La concentrazione di portatori di carica in semiconduttori intrinseci può essere di ordini di grandezza inferiori rispetto a quella riscontrata in conduttori metallici. Ad esempio, nel silicio a 298 K si osserva una densità di elettroni eccitati termicamente pari a .5 · 1010 cm-3, mentre un metallo tipico può presentarne circa 1028 elettroni cm-3.

Quando i semiconduttori, come il silicio, sono estremamente puri, possiedono un’elevata resistività elettrica, a fronte di una bassa conduttività. Per affrontare questo problema, è utile drogare un semiconduttore con impurità, rendendolo quindi estrinseco. Sorprendentemente, anche piccole percentuali di impurità, come lo 0.0001%, possono alterare notevolmente la conduttività di un semiconduttore.

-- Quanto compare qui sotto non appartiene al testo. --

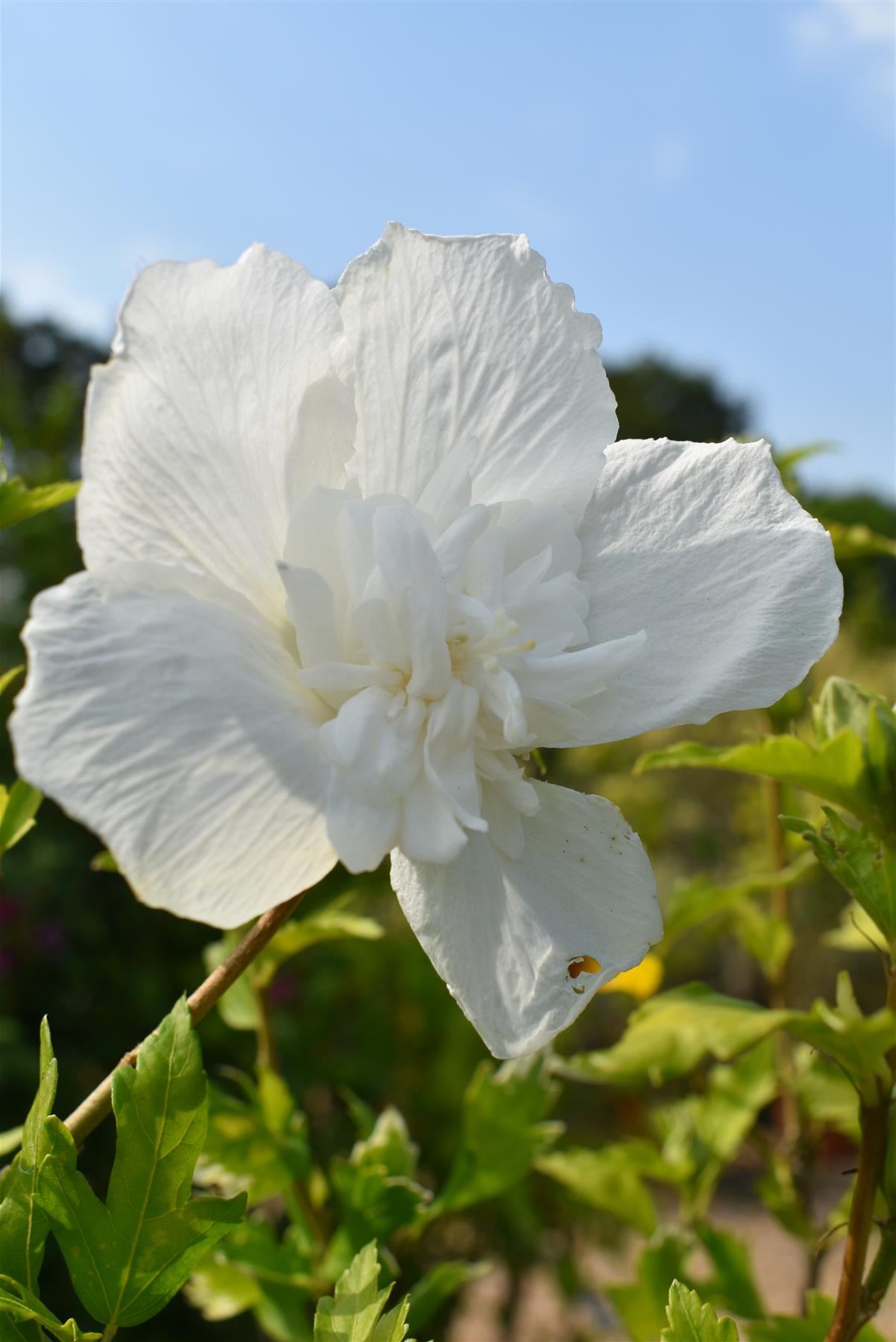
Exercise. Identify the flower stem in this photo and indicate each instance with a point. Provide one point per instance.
(92, 1112)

Si distinguono così i semiconduttori estrinseci di tipo n, che hanno elettroni liberi, e di tipo p, nei quali predominano lacune di elettroni.

Le origini dei semiconduttori estrinseci

I semiconduttori estrinseci devono gran parte della loro comprensione e sviluppo agli studi condotti nel 1947 da John Bardeen, Walter H. Brattain e William B. Shockley, i quali sono stati insigniti del Premio Nobel per la fisica nel 1956 per il loro su questi materiali.

Un semiconduttore di tipo n viene creato drogando un materiale semiconduttore puro, come silicio o germanio, con un elemento donatore di elettroni appartenente al gruppo 15, come il fosforo o l’arsenico. Tali elementi contengono cinque elettroni di valenza e, quando si integrano nella rete cristallina, formano quattro legami covalenti con il silicio o il germanio, lasciando un elettrone libero.

Questo elettrone diventa mobile e quindi i semiconduttori di tipo n, caratterizzati da una maggiore disponibilità di elettroni liberi rispetto alle lacune, presentano un band gap posizionato appena sotto la banda di conduzione. Essendo gli elettroni i portatori di carica, questo materiale viene definito semiconduttore di tipo negativo.

Al contrario, i semiconduttori di tipo p si ottengono drogando un semiconduttore intrinseco con impurità del gruppo 13, come il boro, che presenta tre elettroni di valenza. In questo caso, il doping crea delle lacune poiché manca un elettrone, che viene rapidamente sostituito da elettroni circostanti, portando alla formazione di portatori di carica positivi. Questo fenomeno genera un eccesso di lacune, mentre il livello Fermi si sposta verso il basso, dimostrando la predominanza della conduttività positiva in questi materiali.

Esistono vari metodi utilizzati per il doping dei semiconduttori intrinseci. Tra questi, l’impiantazione ionica, la diffusione e la crescita epitassiale, ciascuno con vantaggi e limitazioni proprie. L’impiantazione ionica utilizza ioni ad alta energia per creare un profondità controllata di doping, mentre la diffusione prevede il riscaldamento del semiconduttore in presenza di atomi dopanti. Infine, la crescita epitassiale consente di depositare film sottili di materiale dopato su substrati, garantendo un elevato controllo sulla distribuzione del dopante.